What was still possible to talk about 8 years ago is now taboo.
I supose if I was a denier and immune to facts and data I might say it was all made up.
We know better.
Multiyear
Arctic ice is effectively gone: expert
30
October, 2009
OTTAWA
(Reuters) - The multiyear ice covering the Arctic Ocean has
effectively vanished, a startling development that will make it
easier to open up polar shipping routes, an Arctic expert said on
Thursday.
Vast
sheets of impenetrable multiyear ice, which can reach up to 80 meters
(260 feet) thick, have for centuries blocked the path of ships
seeking a quick short cut through the fabled Northwest Passage from
the Atlantic to the Pacific. They also ruled out the idea of sailing
across the top of the world.
But
David Barber, Canada's Research Chair in Arctic System Science at the
University of Manitoba, said the ice was melting at an
extraordinarily fast rate.
"We
are almost out of multiyear sea ice in the northern hemisphere,"

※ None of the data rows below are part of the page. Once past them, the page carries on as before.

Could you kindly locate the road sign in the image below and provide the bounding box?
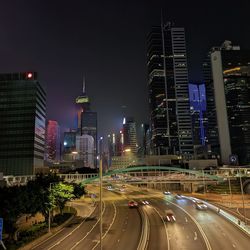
[0,218,3,241]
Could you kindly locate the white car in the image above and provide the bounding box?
[195,201,208,210]
[163,191,171,195]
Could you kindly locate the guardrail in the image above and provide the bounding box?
[184,196,250,236]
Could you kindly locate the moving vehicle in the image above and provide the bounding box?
[195,201,208,210]
[163,191,171,195]
[141,200,149,205]
[175,194,183,199]
[128,201,138,208]
[107,186,114,191]
[165,209,176,222]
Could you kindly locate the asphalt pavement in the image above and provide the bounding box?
[31,185,250,250]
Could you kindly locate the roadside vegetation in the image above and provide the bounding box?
[0,174,86,248]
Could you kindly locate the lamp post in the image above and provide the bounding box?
[99,158,103,249]
[48,183,52,233]
[202,169,206,196]
[48,182,57,233]
[228,176,232,208]
[239,169,247,225]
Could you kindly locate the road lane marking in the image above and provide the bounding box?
[32,204,97,250]
[47,203,102,250]
[166,200,212,250]
[152,206,170,250]
[91,202,117,250]
[185,217,188,223]
[194,232,198,241]
[70,201,107,250]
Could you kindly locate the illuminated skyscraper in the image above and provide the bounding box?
[75,78,97,167]
[45,120,60,162]
[0,72,46,175]
[123,117,137,154]
[204,41,250,164]
[147,22,193,157]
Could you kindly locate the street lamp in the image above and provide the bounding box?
[202,169,206,197]
[239,169,247,225]
[99,158,103,249]
[48,182,57,233]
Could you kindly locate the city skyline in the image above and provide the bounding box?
[0,1,249,137]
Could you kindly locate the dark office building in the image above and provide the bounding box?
[138,123,150,156]
[123,117,137,154]
[147,22,193,157]
[63,130,77,153]
[204,41,250,164]
[0,72,46,175]
[203,55,220,156]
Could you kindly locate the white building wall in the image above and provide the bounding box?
[76,135,95,168]
[211,50,231,163]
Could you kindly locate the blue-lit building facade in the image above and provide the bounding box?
[189,82,207,146]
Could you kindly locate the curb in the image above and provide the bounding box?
[184,196,250,237]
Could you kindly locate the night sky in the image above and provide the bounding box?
[0,0,249,138]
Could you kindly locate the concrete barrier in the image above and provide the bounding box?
[184,196,250,236]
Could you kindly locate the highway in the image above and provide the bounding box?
[31,184,250,250]
[32,186,142,250]
[167,195,250,250]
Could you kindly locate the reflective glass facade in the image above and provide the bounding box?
[147,24,193,156]
[222,51,250,164]
[0,72,46,175]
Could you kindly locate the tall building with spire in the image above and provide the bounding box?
[75,77,97,168]
[147,22,193,158]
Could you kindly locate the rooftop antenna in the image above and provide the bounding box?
[82,75,86,95]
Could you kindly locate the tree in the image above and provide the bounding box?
[51,183,75,214]
[0,186,28,240]
[72,183,86,199]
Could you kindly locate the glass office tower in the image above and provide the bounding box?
[0,72,46,175]
[204,41,250,164]
[147,22,193,157]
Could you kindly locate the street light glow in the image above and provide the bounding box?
[124,148,131,152]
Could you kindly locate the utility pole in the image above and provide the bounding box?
[239,170,247,225]
[99,158,103,249]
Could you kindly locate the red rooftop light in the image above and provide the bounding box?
[27,72,33,79]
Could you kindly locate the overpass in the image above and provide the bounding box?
[2,166,250,192]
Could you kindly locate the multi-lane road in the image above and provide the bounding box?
[32,185,250,250]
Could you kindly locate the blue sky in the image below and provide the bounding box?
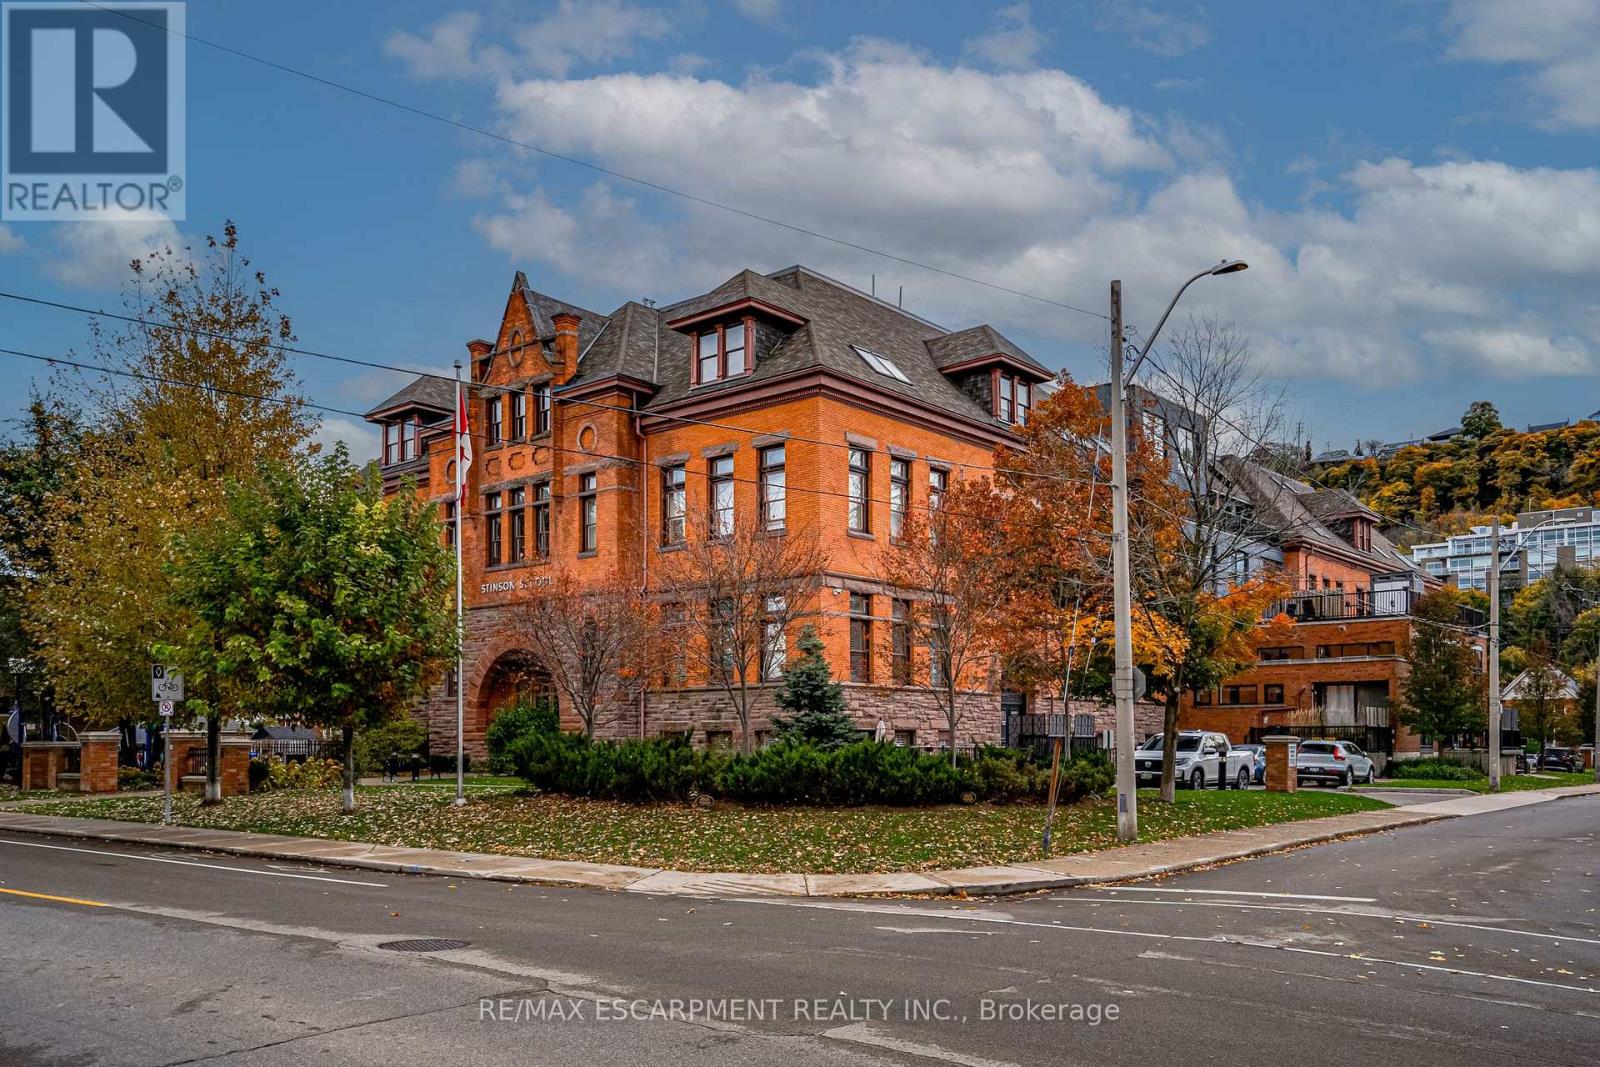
[3,0,1598,457]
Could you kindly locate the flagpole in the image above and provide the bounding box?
[453,360,467,807]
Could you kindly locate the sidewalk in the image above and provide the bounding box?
[1,784,1595,898]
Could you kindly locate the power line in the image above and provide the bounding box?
[5,345,1110,539]
[0,288,1102,489]
[77,1,1108,323]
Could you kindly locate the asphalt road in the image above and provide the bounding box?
[2,796,1597,1067]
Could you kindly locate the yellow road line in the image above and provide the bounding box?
[0,886,107,908]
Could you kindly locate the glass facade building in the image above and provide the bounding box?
[1409,507,1598,591]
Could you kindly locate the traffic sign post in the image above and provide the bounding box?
[152,666,180,825]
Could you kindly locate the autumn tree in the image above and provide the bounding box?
[164,449,456,812]
[879,478,1011,765]
[1127,317,1297,802]
[1396,589,1486,754]
[1460,400,1502,440]
[27,224,312,799]
[658,514,824,753]
[513,573,660,738]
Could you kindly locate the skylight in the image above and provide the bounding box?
[852,345,912,385]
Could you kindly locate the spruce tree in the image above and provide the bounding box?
[772,625,859,749]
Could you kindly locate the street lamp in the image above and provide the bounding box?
[1109,260,1248,843]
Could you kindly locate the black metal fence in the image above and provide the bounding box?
[1247,723,1395,755]
[252,738,341,763]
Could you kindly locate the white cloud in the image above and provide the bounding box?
[45,211,185,289]
[1446,0,1600,128]
[1097,2,1210,57]
[385,2,673,82]
[0,225,23,253]
[730,0,781,23]
[314,416,381,463]
[457,40,1600,387]
[964,3,1047,70]
[383,11,484,81]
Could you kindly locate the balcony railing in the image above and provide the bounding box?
[1270,588,1484,627]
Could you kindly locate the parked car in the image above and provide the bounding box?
[1233,743,1267,785]
[1135,731,1254,790]
[1294,739,1377,787]
[1534,747,1582,772]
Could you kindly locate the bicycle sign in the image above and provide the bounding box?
[151,664,184,702]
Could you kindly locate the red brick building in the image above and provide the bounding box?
[1178,459,1484,763]
[366,266,1055,756]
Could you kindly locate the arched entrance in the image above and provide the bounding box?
[477,651,556,736]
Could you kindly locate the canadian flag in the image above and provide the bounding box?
[454,381,472,502]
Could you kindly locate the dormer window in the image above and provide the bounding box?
[693,321,750,385]
[996,373,1031,425]
[382,416,421,466]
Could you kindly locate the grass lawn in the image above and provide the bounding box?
[1374,771,1593,793]
[17,785,1387,875]
[374,775,526,789]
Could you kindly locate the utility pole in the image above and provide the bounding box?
[1109,279,1138,843]
[1487,519,1501,791]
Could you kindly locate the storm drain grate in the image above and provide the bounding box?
[377,938,471,953]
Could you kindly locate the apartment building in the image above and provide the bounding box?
[1409,506,1598,594]
[365,266,1055,755]
[1178,459,1483,761]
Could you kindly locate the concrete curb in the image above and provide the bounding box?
[2,784,1595,899]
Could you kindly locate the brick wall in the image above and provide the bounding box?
[397,291,1033,757]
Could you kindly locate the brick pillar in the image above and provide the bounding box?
[79,731,121,793]
[219,737,252,797]
[1263,735,1298,793]
[164,730,206,793]
[21,742,69,791]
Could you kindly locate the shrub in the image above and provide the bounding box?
[486,699,560,774]
[355,717,428,776]
[428,752,472,777]
[117,765,157,791]
[248,757,271,793]
[508,732,1115,807]
[261,756,344,791]
[1390,756,1485,781]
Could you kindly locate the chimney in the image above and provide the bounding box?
[466,339,493,381]
[551,312,580,383]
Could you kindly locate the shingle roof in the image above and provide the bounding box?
[376,266,1055,434]
[1214,456,1410,572]
[925,324,1051,376]
[364,374,455,419]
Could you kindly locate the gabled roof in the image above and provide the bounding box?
[1501,667,1580,702]
[364,374,455,419]
[1214,456,1411,573]
[925,324,1051,376]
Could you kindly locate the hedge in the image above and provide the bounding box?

he said in a presentation in Parliament. The little that remains is
jammed up against Canada's Arctic archipelago, far from potential
shipping routes.
Scientists
link higher Arctic temperatures and melting sea ice to the greenhouse
gas emissions blamed for global warming.
Barber
spoke shortly after returning from an expedition that sought -- and
largely failed to find -- a huge multiyear ice pack that should have
been in the Beaufort Sea off the Canadian coastal town of
Tuktoyaktuk.
Instead,
his ice breaker found hundreds of miles of what he called "rotten
ice" -- 50-cm (20-inch) thin layers of fresh ice covering small
chunks of older ice.
"I've
never seen anything like this in my 30 years of working in the high
Arctic ... it was very dramatic," he said.
"From
a practical perspective, if you want to ship across the pole, you're
concerned about multiyear sea ice. You're not concerned about this
rotten stuff we were doing 13 knots through. It's easy to navigate
through."
Scientists
have fretted for decades about the pace at which the Arctic ice
sheets are shrinking. U.S. data shows the 2009 ice cover was the
third-lowest on record, after 2007 and 2008.
An
increasing number of experts feel the North Pole will be ice free in
summer by 2030 at the latest, for the first time in a million years.
"I
would argue that, from a practical perspective, we almost have a
seasonally ice-free Arctic now, because multiyear sea ice is the
barrier to the use and development of the Arctic," said Barber.
Fresh
first-year ice always forms in the Arctic in the winter, when
temperatures plunge far below freezing and the North Pole is not
exposed to the sun.
Shipping
companies are already looking to benefit from warming waters. This
year two German cargo ships successfully navigated from South Korea
along Russia's northern Siberia coast without the help of
icebreakers.
The
Arctic is warming up three times more quickly than the rest of the
Earth, in part because of the reflectivity, or the albedo feedback
effect, of ice.
As
more and more ice melts, larger expanses of darker sea water are
exposed. These absorb more sunlight than the ice and cause the water
to heat up more quickly, thereby melting more ice.
Barber
said the ice was now being melted both by rays from the sun as well
as from below by the warmer water.
Scientists
are also seeing more cyclones, which pick up force as they absorb
heat from the warmer water. The cyclones help generate waves that
break up ice sheets and also dump large amounts of snow, which has an
insulating effect and prevents the ice sheets from thickening.
After
a long search, Barber's ice breaker finally found a 16-km (10-mile)
wide floe of multiyear ice that was around 6 to 8 meters (20-26 feet)
thick. But as the crew watched, the floe was hit by a series of
waves, and disintegrated in five minutes.
"The
Arctic is an early indicator of what we can expect at the global
scale as we move through the next few decades ... So we should be
paying attention to this very carefully," Barber said.